Today at lunch, I eat a chicken salad sandwich Flor has packed for me. My Uncle Jimmy, who also happens to be my boss, is staring out at the river with his binoculars. Jimmy is my mom’s brother. Truth be told, this is kind of a family-run power plant. My Aunt Joan works in human resources, my dad was the plant maintenance coordinator until he retired last year. After Chet died, we got Flor a job in the childcare center, where she works with Uncle Jimmy’s twin daughters, Elaine and Erica. Some people might call this nepotism, but we call it taking care of our own. And that’s what we do, even when our own are total dumbasses like Allen, my first cousin, who works in the turbine control room and who, about two to three times per year, knocks out the entire power grid east of the Mississippi.

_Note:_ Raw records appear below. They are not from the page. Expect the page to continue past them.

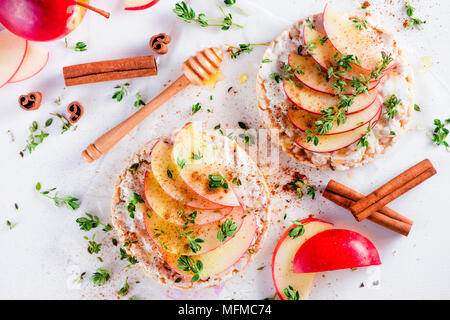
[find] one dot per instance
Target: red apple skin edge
(18, 67)
(286, 234)
(324, 28)
(37, 20)
(202, 196)
(378, 116)
(319, 113)
(148, 5)
(335, 249)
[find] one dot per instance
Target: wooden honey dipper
(196, 70)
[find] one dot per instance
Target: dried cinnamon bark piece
(110, 70)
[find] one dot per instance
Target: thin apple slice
(174, 211)
(283, 258)
(224, 256)
(139, 4)
(314, 101)
(366, 43)
(305, 121)
(334, 250)
(315, 77)
(336, 141)
(12, 54)
(167, 174)
(199, 164)
(36, 58)
(175, 239)
(325, 54)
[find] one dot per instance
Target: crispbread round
(253, 195)
(273, 104)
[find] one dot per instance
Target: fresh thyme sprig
(121, 93)
(186, 263)
(133, 200)
(125, 256)
(360, 23)
(299, 184)
(287, 73)
(440, 132)
(93, 246)
(186, 13)
(35, 139)
(196, 108)
(232, 3)
(291, 294)
(124, 290)
(391, 106)
(10, 224)
(66, 125)
(243, 47)
(79, 46)
(69, 201)
(92, 222)
(410, 13)
(101, 276)
(363, 142)
(227, 230)
(216, 181)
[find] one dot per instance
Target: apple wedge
(201, 169)
(174, 211)
(366, 43)
(283, 258)
(335, 142)
(181, 240)
(36, 58)
(12, 54)
(334, 250)
(325, 54)
(139, 4)
(305, 121)
(314, 101)
(224, 256)
(167, 174)
(315, 77)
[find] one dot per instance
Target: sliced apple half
(199, 166)
(189, 239)
(36, 58)
(314, 101)
(324, 54)
(283, 257)
(335, 142)
(315, 77)
(12, 54)
(224, 256)
(174, 211)
(305, 121)
(366, 43)
(167, 174)
(139, 4)
(333, 250)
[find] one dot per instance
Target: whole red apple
(41, 20)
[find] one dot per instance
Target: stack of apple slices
(193, 214)
(332, 37)
(20, 59)
(313, 246)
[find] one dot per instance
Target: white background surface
(42, 255)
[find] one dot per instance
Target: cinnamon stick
(344, 196)
(393, 189)
(110, 70)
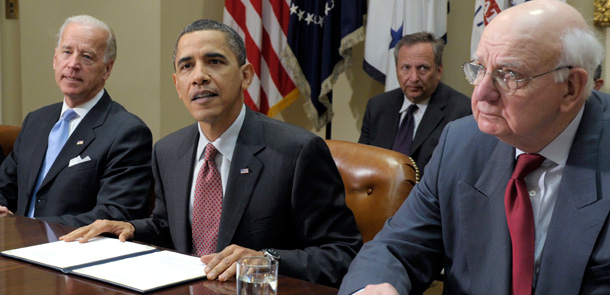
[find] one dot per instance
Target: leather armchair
(376, 181)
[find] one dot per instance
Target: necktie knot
(210, 152)
(526, 163)
(412, 108)
(68, 115)
(404, 136)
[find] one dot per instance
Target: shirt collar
(406, 103)
(82, 109)
(225, 144)
(559, 149)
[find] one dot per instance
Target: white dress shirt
(225, 144)
(543, 184)
(81, 110)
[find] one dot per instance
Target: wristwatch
(271, 253)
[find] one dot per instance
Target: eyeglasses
(506, 81)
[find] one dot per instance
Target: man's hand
(4, 211)
(381, 289)
(223, 265)
(124, 230)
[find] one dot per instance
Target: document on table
(148, 272)
(130, 265)
(63, 255)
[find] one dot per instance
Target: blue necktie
(57, 139)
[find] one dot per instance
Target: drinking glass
(257, 276)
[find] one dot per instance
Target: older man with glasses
(516, 198)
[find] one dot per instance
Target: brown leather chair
(8, 135)
(376, 181)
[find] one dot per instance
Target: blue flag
(321, 35)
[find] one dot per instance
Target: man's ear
(577, 79)
(108, 69)
(247, 72)
(176, 84)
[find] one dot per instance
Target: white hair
(110, 53)
(580, 49)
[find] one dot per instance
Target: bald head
(545, 32)
(546, 51)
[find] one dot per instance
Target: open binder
(134, 266)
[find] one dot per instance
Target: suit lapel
(483, 222)
(178, 187)
(37, 155)
(241, 185)
(82, 137)
(390, 119)
(578, 215)
(432, 117)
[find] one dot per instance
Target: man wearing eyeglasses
(410, 119)
(516, 198)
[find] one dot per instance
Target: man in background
(410, 119)
(238, 183)
(516, 198)
(87, 157)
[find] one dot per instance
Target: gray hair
(438, 45)
(235, 42)
(580, 49)
(110, 53)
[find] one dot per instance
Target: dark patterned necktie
(207, 205)
(404, 136)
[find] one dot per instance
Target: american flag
(297, 47)
(387, 22)
(264, 26)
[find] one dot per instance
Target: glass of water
(257, 276)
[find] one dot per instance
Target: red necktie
(207, 205)
(520, 219)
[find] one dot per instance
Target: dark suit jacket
(382, 118)
(292, 199)
(113, 185)
(455, 218)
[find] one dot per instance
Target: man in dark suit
(494, 227)
(419, 65)
(282, 195)
(103, 169)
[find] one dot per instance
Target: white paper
(62, 254)
(149, 271)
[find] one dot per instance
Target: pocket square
(78, 160)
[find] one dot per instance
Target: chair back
(376, 180)
(8, 135)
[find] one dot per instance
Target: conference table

“Uh-oh,” Uncle Jimmy says, passing me the binoculars.
I look down at the cemetery to see what he’s uh-oh-ing. The old priest from town, Father Hollenbeck, is down there trying to dig up Chet’s grave again.
“You’ve got to be fucking kidding me,” I say.
It’s the middle of August, 102 degrees. I was hoping to stay inside the air conditioning today. I was planning to take a restorative nap after playing some computer solitaire, but instead I holster my taser and tromp past the cooling towers and then over the catwalk that runs the length of the outtakes. I pass by Vince, Uncle Tommy’s bastard son, in the guard shack.